LOS ANGELES -- At some point, Doc Rivers just had to tell Kevin Garnett to stay home. Every game the notoriously intense Garnett wasn't healthy enough to play was a nightmare. He was insufferable on the bench and worse in the locker room. Eventually Rivers just told him to stay home.

AP Photo/Charles Krupa

Doc Rivers coached Kevin Garnett for six seasons."He drove me crazy," Rivers joked. "It was better for him to just stay home if he couldn't play."

Eventually Rivers accorded Paul Pierce the same latitude.
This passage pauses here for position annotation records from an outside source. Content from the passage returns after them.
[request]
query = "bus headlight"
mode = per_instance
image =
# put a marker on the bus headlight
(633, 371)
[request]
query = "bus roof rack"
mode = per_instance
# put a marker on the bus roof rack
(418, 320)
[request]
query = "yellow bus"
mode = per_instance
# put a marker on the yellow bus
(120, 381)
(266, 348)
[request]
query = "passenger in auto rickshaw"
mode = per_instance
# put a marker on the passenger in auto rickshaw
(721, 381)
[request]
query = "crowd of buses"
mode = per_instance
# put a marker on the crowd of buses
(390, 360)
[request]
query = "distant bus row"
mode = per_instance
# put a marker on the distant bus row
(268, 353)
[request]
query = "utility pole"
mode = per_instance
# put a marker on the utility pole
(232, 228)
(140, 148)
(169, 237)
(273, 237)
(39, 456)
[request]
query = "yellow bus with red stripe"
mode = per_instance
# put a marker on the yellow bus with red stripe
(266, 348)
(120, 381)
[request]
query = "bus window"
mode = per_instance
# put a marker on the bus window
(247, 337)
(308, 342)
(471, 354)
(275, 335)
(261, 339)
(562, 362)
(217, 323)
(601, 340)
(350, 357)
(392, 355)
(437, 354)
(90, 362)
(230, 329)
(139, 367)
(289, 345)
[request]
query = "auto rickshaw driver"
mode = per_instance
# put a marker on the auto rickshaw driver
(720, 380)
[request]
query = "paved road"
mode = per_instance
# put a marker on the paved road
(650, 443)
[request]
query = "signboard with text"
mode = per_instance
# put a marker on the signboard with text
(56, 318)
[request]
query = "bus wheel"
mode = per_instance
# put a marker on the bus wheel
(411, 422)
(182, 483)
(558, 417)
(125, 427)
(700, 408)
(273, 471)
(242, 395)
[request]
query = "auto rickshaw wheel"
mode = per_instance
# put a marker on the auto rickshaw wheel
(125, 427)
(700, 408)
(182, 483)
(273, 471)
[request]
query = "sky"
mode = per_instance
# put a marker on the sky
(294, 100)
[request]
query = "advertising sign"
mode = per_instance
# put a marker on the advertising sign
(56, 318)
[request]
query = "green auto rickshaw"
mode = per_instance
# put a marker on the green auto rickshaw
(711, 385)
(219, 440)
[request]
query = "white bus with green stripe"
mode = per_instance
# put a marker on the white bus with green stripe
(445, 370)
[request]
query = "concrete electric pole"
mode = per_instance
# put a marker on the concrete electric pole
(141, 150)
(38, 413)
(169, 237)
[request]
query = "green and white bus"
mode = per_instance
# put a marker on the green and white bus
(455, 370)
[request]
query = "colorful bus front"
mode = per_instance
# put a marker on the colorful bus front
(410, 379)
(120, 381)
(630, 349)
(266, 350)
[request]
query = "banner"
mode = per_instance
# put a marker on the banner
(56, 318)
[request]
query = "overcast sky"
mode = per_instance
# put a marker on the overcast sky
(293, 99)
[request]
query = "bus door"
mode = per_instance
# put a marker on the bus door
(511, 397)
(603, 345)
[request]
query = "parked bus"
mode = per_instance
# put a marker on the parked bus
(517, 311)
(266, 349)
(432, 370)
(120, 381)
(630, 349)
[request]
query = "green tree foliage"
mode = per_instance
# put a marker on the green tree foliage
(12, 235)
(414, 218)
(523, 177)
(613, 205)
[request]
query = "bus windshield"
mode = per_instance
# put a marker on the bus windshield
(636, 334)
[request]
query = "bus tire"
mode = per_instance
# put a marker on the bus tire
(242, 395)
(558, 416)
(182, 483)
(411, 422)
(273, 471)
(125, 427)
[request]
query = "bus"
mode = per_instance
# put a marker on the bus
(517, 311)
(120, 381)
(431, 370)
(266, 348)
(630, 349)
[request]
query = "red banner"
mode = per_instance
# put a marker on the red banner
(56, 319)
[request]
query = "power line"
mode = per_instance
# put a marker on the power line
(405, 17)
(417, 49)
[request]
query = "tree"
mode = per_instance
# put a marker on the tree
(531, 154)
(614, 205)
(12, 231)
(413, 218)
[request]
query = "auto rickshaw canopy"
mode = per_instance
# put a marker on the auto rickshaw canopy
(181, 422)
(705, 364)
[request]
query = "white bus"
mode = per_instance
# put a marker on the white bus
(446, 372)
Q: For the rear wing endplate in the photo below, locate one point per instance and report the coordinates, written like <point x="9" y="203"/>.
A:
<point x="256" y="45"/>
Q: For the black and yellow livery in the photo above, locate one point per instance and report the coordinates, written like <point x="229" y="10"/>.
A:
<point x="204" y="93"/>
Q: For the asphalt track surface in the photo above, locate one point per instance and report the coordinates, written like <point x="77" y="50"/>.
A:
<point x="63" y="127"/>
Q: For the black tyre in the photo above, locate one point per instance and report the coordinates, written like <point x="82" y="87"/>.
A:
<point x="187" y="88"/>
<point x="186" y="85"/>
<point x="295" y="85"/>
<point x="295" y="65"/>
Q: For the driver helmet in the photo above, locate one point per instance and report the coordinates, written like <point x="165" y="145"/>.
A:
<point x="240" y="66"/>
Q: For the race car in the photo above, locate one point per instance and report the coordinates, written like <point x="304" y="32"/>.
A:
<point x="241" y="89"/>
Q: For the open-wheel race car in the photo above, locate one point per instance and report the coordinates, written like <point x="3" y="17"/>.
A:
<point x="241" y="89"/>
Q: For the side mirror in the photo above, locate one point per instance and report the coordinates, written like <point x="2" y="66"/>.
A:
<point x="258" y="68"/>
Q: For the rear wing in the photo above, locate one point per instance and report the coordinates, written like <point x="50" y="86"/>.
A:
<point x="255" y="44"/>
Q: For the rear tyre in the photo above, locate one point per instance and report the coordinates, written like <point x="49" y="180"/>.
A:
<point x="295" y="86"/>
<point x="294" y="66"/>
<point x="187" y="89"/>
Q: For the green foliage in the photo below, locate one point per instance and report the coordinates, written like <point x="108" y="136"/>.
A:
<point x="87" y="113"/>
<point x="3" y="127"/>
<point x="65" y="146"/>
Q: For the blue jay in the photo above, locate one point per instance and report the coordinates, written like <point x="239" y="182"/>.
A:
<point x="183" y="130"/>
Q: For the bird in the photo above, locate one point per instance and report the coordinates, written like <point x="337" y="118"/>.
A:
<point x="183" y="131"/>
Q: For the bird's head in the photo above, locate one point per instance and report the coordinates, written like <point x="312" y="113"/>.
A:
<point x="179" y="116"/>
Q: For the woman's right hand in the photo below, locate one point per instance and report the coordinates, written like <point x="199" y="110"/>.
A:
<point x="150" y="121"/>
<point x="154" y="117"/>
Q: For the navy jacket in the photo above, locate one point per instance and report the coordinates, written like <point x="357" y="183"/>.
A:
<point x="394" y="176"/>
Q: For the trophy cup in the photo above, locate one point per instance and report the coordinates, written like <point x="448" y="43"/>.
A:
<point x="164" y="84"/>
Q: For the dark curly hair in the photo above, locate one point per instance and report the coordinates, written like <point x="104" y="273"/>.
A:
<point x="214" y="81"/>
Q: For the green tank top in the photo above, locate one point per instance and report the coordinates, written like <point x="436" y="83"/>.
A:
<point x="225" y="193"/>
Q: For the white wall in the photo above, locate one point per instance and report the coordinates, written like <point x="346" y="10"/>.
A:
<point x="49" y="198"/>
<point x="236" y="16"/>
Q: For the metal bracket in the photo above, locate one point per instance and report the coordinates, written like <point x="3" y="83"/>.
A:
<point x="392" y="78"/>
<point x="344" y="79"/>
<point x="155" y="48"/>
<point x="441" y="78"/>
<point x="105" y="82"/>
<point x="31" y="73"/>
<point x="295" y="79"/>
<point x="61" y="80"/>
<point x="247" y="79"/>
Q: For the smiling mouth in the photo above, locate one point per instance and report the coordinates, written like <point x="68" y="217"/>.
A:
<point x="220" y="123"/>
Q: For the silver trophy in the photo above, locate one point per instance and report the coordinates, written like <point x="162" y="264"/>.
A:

He wasn't as insufferable as Garnett when he was injured, but if KG didn't have to come when he was hurt, Pierce was due the same treatment.

That's how it was in Boston, anyway.

And it appears that's how it'll be in Brooklyn, too.

Instead of a reunion between Rivers and two of the men he'd forged such a deep bond with in Celtic green Saturday night at Staples Center, we got a reminder of just how much things have changed.

Rivers is in Los Angeles now, trying to make winners out of the Clippers. Garnett and Pierce stayed home, resting various injuries. The Nets were trying to win without four of their starters, still wondering if this grand experiment they've leapt headlong into is all going to work out.

The Clippers ended up winning the game 110-103, but that was just the official accounting. Nothing else was settled here Saturday night, and you get the feeling nobody involved in the massive transactions that sent them all to their new homes this summer has a real idea yet how it's all going to work out.

Rivers has bonded with his new stars, Chris Paul and Blake Griffin, but is it as deep as the relationship he had with Garnett and Pierce?

New Nets coach Jason Kidd had a bond with Garnett and Pierce as a player, but will that translate into a coach-player relationship?

The Celtics let them all go before it was too late, but how long will it take to reboot? And even if they can, will it ever be as good as what they had?

It was telling that Kidd went along with a system established for Garnett and Pierce on nights they didn't play. Did he come to the same realization Rivers had? Or was he just choosing which battles to fight?

"That was something we set up in Boston, now the Brooklyn Nets have to deal with it," Rivers said with a laugh. "That was kind of funny.